Hacker News new | ask | show | jobs
by wackget 1589 days ago
As a web developer who has never used anything except locally-hosted databases, can someone explain what kind of system actually produces billions or trillions of files which each need to be individually stored in a low-latency environment?

And couldn't that data be stored in an actual database?

4 comments

Things like mobile/webisite analytics events. User A clicked this menu item, User B viewed this images etc All streamed into S3 in chunks of smallish files.

It's cheaper to store them in S3 over a DB and use tools like Athena or Redshift spectrum to query.

Wow. What makes it cheaper than using a DB? Is it just because the DB will create some additional metadata about each stored row or something?
S3 is often essentially a database in these scenarios. You store columnar data format files in S3, and various analytical systems can query with S3 as a massive backing storage.

    And couldn't that data be stored in an actual database? 
This is the "it's turtles all the way down" concept. A database is just going to store data in the file system, plus some extra overhead. Putting data in a database saves you nothing unless you actually need the extra functionality a database provides.

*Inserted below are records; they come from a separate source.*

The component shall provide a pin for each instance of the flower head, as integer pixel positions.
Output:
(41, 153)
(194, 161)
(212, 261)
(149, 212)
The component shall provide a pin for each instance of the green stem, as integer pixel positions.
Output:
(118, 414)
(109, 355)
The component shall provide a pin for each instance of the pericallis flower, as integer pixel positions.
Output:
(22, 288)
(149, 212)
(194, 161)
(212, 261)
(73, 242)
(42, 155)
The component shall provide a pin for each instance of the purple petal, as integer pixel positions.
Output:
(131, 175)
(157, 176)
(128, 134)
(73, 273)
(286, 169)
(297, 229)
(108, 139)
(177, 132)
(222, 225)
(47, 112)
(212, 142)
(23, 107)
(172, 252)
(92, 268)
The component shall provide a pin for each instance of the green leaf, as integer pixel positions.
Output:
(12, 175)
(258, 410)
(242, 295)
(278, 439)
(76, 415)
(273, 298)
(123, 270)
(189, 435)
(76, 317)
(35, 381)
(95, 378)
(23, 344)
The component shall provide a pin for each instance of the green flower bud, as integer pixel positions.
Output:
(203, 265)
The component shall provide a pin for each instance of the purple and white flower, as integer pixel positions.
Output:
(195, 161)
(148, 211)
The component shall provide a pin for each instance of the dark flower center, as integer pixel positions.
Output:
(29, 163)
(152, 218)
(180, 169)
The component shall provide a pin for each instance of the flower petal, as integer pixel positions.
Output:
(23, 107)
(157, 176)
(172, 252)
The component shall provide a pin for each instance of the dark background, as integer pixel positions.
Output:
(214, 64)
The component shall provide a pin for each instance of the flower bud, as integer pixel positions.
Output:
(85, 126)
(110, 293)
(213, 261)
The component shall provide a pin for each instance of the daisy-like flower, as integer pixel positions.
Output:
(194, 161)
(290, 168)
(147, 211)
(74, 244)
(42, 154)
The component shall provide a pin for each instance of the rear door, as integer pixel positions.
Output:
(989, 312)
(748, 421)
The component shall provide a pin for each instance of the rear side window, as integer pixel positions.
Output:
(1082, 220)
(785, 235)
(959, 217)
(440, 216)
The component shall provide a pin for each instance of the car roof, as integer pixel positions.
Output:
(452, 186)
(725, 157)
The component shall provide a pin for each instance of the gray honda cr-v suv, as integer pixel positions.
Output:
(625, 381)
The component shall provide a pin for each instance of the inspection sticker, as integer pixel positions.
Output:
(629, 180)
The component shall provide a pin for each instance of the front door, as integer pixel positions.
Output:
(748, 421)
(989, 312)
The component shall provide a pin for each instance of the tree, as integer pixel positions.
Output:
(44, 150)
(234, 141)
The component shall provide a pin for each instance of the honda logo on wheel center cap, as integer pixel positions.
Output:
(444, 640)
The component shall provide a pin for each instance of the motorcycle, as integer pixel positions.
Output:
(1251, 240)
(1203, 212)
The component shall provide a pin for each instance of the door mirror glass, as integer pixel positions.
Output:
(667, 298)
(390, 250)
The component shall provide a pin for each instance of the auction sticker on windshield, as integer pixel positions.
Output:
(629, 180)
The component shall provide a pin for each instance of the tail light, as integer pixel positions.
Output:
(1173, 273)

That overhead doesn't mean much if you have 10 users and 1gb of data. But it adds up in very large systems.

An image service.
Yeah that use-case I get. Binary files which would be difficult/impractical to index in a database.

However it feels like something at that scale will only ever realistically be dealt with by enterprise-level software, and I'd hazard a guess that most developers - even those reading HN - are not working on enterprise-level systems.

So I'm wondering what "regular devs" are using cloud buckets for at such a scale over regular DBs.

My company gets sensor data from millions of devices and records. Happens all day, all around the word. It adds up. If you don't delete that data, it becomes petabytes. Thanks god GDPR et al exist so we have a good excuse to "need to delete this data boss".